A mulher brasileira é uma das que mais sofrem violência no mundo. Somente em 2019, foram 1326 mortes provocadas pelo ódio ao sexo feminino, uma alta de 7,1% em comparação ao ano anterior. Os dados são do Ministério da Mulher, Família e dos Direitos Humanos que dão conta ainda de um aumento de 40% no número de denúncias por telefone relativas à violência contra a mulher. Uma pesquisa realizada pelo Observatório da Violência contra a Mulher apontou que, também em 2019, 78% dos crimes foram praticados por homens que têm ou tiveram relacionamento com as vítimas. Ao mesmo tempo, o índice de conhecimento da Lei Maria da Penha que já foi de 95%, caiu para 87%. Segundo Lu Dandara, do Aura na Luta, houve uma redução de 23% no número de denúncias durante a pandemia e 65% das vítimas de violência são mulheres negras. “Há ainda um silenciamento e uma falta de opção para pedir ajuda”, disse Dandara.

Fluxo

A questão do registro da denúncia e sua vinculação com a efetivação da Lei da Morada Segura foi tema de questionamento por parte da representante da Casa de Referência da Mulher Tina Martins, Indira Xavier. “Muitas mulheres não dão conta de fazer uma denúncia formal. Como se estabelece um fluxo dessas mulheres? Como fazer para que elas sejam atendidas (pela lei)?”, perguntou Indira, salientando a importância da regulamentação e que é necessário pensar como fazer para resolver estas questões. “O bosque que se abre pra nós é muito bonito e precisamos trilhar com alegria", sintetizou.
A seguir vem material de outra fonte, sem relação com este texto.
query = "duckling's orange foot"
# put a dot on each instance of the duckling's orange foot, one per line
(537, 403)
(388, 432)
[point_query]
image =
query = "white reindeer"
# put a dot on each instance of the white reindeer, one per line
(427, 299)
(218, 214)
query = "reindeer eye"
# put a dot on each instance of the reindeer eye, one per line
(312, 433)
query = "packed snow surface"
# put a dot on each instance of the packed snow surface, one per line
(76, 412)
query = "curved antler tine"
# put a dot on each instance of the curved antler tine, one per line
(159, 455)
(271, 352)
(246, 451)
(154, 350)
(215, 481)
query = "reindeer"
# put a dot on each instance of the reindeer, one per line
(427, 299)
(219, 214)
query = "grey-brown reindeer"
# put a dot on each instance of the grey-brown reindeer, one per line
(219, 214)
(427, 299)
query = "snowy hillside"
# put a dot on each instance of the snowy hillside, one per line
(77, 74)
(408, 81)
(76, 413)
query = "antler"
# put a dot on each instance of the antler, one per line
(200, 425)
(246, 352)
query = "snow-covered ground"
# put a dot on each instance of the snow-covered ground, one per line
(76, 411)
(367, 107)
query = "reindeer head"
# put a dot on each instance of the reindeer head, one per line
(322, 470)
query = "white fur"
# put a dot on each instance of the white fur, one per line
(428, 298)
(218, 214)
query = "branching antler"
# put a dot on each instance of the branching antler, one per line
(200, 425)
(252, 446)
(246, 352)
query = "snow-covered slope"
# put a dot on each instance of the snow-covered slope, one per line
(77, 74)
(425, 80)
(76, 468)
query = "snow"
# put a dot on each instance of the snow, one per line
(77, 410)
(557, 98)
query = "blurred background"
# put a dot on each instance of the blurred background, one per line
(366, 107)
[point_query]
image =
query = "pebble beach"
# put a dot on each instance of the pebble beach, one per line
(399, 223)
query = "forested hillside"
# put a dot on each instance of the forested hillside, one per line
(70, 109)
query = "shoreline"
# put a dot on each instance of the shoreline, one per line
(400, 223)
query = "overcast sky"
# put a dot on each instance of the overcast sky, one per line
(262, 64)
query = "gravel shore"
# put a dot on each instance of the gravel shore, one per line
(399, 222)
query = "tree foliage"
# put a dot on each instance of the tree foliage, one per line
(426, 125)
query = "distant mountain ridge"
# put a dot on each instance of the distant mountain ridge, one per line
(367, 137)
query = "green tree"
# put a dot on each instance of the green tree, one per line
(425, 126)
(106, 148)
A resposta foi dada por Thiago Alves, subsecretário de Direito e Cidadania. Segundo ele, a “regulamentação foi feita para atender a todas independentemente de denúncia”, mas precisa chegar à rede de proteção da PBH. “Nosso equipamento que realiza o acompanhamento é o Benvinda, mas (a demanda) pode vir de diversas portas. Não é só o Benvinda, mas tem que registrar lá onde é feito o referenciamento da mulher”, explicou. Ainda segundo Thiago, começará a ser feita a verificação do perfil de preferência na Urbel. “Criamos um grupo de trabalho com a assistência social para melhorar também o fluxo de atendimento de mulheres vítimas de violência. O momento é de identificar e encaminhar mulheres com prioridade”, finalizou.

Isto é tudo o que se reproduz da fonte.